November 20, 2015
Gibson, Dunn & Crutcher LLP is pleased to announce that Brian Kniesly has joined the firm as a partner in the Tax Practice Group. He was previously a partner with Fried, Frank, Harris, Shriver & Jacobson.
“We are delighted to welcome Brian to the firm,” said Ken Doran, Chairman and Managing Partner of Gibson Dunn. “Brian is highly regarded by the New York real estate investor community. With his experience advising on some of the most significant and complex real estate transactions in New York, he will enhance our ability to provide the highest quality service to our real estate clients in the city and firmwide.”
“Brian is a strong addition to the firm,” said Steven Shoemate, Co-Partner in Charge of the New York office. “He is a talented tax lawyer whose knowledge and experience in tax law will be a tremendous addition to our real estate and tax practices. In addition, Brian has significant experience advising hedge funds and private equity funds on fund formations and restructurings, investment transactions and tax compliance, which will strengthen our U.S. and international funds capability.”
“I’m looking forward to working with my colleagues at Gibson Dunn,” said Kniesly. “I’ve known the attorneys at Gibson Dunn for years, and I’m eager to join them and the premier real estate platform they’ve established.”
About Brian Kniesly
Kniesly focuses his tax practice in the areas of real estate, real estate investment funds, investment trusts, and mergers and acquisitions.
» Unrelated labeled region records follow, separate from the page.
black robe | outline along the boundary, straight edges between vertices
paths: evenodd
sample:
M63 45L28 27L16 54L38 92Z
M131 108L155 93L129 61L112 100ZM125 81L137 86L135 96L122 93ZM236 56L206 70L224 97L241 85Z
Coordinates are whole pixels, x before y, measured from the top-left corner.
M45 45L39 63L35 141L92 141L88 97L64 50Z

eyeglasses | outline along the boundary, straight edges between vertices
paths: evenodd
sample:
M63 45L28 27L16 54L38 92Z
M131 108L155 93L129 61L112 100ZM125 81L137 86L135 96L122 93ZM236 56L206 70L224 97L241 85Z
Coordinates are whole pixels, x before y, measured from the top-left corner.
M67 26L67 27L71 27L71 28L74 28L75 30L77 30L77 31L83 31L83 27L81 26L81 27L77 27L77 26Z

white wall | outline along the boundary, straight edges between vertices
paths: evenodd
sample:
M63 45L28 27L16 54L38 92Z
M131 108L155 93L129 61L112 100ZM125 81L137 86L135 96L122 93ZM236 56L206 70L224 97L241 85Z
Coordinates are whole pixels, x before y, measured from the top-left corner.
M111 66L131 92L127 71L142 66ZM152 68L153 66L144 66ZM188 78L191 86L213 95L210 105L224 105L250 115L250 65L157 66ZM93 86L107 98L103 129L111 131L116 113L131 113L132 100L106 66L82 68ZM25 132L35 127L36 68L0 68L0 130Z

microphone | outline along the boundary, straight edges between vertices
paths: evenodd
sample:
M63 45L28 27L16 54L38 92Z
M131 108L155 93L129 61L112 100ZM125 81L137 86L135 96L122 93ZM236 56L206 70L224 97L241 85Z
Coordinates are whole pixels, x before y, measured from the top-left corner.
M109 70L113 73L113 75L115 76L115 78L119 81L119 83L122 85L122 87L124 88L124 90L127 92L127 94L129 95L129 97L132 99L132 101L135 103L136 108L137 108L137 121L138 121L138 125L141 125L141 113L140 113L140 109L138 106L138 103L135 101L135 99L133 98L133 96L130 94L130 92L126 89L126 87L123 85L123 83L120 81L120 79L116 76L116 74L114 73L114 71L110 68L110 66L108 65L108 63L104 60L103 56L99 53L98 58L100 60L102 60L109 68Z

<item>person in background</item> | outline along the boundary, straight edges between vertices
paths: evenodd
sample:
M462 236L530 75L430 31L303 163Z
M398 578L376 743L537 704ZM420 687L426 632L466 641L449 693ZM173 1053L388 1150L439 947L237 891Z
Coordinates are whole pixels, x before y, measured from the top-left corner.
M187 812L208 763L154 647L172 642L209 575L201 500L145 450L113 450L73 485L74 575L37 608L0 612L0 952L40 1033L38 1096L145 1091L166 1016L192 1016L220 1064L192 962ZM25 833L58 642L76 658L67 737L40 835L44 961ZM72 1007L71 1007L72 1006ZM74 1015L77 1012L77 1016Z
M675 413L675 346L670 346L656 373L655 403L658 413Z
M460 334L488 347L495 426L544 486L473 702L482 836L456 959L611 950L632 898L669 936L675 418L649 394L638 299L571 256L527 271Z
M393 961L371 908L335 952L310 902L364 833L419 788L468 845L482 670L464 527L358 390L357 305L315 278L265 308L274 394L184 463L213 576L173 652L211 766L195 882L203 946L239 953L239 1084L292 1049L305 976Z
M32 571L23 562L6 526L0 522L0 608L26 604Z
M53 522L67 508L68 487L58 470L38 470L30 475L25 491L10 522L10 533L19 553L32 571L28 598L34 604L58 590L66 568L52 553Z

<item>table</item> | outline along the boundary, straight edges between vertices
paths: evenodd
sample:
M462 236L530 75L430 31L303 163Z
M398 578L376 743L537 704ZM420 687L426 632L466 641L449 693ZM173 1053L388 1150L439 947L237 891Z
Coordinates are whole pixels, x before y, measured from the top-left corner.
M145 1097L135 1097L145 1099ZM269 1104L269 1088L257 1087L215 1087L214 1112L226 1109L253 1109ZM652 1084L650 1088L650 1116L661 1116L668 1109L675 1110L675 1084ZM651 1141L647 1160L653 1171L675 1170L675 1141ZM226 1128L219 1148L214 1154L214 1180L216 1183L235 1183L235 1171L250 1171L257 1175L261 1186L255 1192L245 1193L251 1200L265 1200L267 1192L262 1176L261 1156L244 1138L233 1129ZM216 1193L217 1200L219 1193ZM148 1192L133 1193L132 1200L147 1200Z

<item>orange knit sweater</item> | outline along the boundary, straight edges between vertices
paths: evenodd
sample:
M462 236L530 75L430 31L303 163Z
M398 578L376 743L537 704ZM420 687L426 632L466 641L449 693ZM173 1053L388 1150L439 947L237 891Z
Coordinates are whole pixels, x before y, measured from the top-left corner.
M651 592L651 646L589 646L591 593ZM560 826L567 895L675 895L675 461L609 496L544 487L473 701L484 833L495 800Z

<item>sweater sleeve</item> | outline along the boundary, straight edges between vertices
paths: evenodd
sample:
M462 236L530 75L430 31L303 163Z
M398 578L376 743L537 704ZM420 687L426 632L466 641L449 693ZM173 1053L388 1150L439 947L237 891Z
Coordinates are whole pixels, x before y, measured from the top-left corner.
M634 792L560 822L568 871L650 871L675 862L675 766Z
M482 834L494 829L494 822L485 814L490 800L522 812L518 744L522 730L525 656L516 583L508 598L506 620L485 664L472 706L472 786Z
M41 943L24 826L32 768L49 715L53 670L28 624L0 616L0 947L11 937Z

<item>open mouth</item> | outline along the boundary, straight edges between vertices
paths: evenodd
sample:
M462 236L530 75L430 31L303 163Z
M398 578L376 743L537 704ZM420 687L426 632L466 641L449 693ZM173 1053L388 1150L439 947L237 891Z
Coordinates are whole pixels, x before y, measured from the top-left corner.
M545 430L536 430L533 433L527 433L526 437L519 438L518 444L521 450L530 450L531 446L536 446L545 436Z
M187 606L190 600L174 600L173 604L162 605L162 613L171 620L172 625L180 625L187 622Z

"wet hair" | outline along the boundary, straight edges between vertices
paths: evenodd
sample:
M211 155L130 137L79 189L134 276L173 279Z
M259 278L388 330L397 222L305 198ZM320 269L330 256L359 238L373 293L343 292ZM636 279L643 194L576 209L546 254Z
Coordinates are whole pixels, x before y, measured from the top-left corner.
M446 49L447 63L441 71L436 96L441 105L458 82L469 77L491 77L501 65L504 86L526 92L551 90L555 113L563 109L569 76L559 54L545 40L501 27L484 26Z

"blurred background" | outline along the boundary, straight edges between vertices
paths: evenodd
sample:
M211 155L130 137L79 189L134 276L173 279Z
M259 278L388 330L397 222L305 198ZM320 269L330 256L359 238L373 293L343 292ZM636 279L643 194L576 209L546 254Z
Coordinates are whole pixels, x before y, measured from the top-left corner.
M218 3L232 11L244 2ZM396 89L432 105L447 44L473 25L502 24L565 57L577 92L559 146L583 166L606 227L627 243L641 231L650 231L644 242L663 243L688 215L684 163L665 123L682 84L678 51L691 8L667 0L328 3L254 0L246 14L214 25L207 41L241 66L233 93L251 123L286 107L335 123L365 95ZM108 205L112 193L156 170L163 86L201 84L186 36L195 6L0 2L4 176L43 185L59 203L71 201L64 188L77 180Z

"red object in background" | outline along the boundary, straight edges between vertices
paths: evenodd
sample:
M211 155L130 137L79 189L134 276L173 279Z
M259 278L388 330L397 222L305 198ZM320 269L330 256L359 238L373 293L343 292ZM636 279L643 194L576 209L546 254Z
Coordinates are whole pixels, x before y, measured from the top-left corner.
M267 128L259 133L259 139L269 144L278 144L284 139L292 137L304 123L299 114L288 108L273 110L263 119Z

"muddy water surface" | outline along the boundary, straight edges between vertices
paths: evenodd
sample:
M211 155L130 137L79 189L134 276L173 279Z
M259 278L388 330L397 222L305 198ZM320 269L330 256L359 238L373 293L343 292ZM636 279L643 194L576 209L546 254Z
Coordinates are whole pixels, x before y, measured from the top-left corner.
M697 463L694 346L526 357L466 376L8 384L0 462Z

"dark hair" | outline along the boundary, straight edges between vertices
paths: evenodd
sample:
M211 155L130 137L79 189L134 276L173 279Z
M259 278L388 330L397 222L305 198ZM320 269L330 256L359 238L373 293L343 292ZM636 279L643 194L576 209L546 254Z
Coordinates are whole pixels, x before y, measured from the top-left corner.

He has extensive experience advising on New York state and local taxes, including transfer taxes, commercial rent and occupancy taxes and others. His investment fund experience is focused on fund formations, including fund structuring for hedge funds, real estate funds, private equity debt funds and investor negotiations.
Prior to joining the firm, Kniesly practiced with Fried Frank in New York since 2001. He is a 1998 graduate of the University of Pennsylvania Law School, where he received the Bernard A. Chertcoff Prize for the highest grade in taxation.